As I made dinner and tried to fight my irrational fear, God spoke to my heart.  He didn't try to defend his tiny creation.  I think my whole spider phobia makes Him chuckle a bit and roll his parental eyes.  Instead  God began to ask me questions about other fears in my life.  Fear has become an issue that I have been battling, and thankfully God is confirming strength and confidence within me.  And yet, Fear had begun to wiggle into my thought processes again, and God knew He needed to squelch it. 

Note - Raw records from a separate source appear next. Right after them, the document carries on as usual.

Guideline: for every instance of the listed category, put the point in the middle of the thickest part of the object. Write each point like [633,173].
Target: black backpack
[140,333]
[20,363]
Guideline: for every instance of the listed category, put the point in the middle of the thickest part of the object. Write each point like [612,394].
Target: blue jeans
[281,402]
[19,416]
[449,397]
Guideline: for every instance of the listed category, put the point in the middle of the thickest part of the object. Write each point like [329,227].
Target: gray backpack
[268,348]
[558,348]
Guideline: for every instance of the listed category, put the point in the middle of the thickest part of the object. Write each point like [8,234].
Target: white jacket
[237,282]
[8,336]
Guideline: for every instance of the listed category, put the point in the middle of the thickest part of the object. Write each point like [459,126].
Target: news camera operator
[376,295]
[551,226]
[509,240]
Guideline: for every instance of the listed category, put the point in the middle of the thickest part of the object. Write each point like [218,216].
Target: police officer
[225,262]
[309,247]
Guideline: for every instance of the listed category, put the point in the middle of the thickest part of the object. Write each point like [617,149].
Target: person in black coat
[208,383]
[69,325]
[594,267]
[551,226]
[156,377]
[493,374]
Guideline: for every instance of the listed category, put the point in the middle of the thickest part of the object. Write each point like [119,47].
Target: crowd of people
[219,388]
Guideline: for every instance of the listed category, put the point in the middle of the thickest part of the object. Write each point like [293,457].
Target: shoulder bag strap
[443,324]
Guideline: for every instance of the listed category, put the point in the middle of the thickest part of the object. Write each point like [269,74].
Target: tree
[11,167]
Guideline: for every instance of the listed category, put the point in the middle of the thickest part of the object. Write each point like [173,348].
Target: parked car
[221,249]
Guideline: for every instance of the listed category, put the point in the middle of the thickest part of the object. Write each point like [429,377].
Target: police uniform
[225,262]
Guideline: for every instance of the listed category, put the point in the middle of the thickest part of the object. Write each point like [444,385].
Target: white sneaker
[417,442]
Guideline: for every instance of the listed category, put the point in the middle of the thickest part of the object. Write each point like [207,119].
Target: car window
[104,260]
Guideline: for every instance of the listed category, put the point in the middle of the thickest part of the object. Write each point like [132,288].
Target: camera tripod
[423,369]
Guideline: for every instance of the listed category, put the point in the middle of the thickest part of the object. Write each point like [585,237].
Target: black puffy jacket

God is so gracious and patient.  God reminds me again and again that He is more than able to "accomplish infinitely more than we might ask or think." (Ephesians 3:20 NLT) This morning God affirmed and strengthened me in my battle against fear for I found myself comparing myself to someone else and fearing that I was "less than."  Romans 5:3-5 says, "We can rejoice, too, when we run into problems and trials, for we know that they help us develop endurance.  And endurance develops strength of character, and character strengthens our confident hope of salvation.  And this hope will not lead to disappointment  For we know how dearly God loves us, because he has given us the Holy Spirit to fill our hearts with his love."  (NLT)  Fear is just a problem, a conflict that I need to lay before my Lord and allow Him to develop endurance within me.  Fear is a trial that is teaching me that God created me, loves me (dearly Romans says!) and delights in me.  Fear does not dictate who I am, nor who I belong to.  Fear doesn't change the truth that I have been saved and have a confident hope in my salvation.  Fear can't remove God's Holy Spirit from my life.  Fear is an emotional reaction and my God is always bigger.
I still don't like spiders. I will find someone to rescue me every time one crosses my path if I can.  And I am conquering fear, the every day kind, the kind that paralyzes you and keeps you from living the life God desires.  As I child of the King, I align myself with the Israelites, God's children, and claim a promise made to them in Isaiah 41:9,10 "I have called you back from the ends of the earth, saying, 'You are my servant.' For I have chosen you and will not throw you away.  Don't be afraid, for I am with you.  Don't be discouraged, for I am your God. I will strengthen you and help you.  I will hold you up with my victorious right hand." (NLT) 
All honor and glory to the King of Glory, for He is accomplishing infinitely more inside of me. Amen and amen.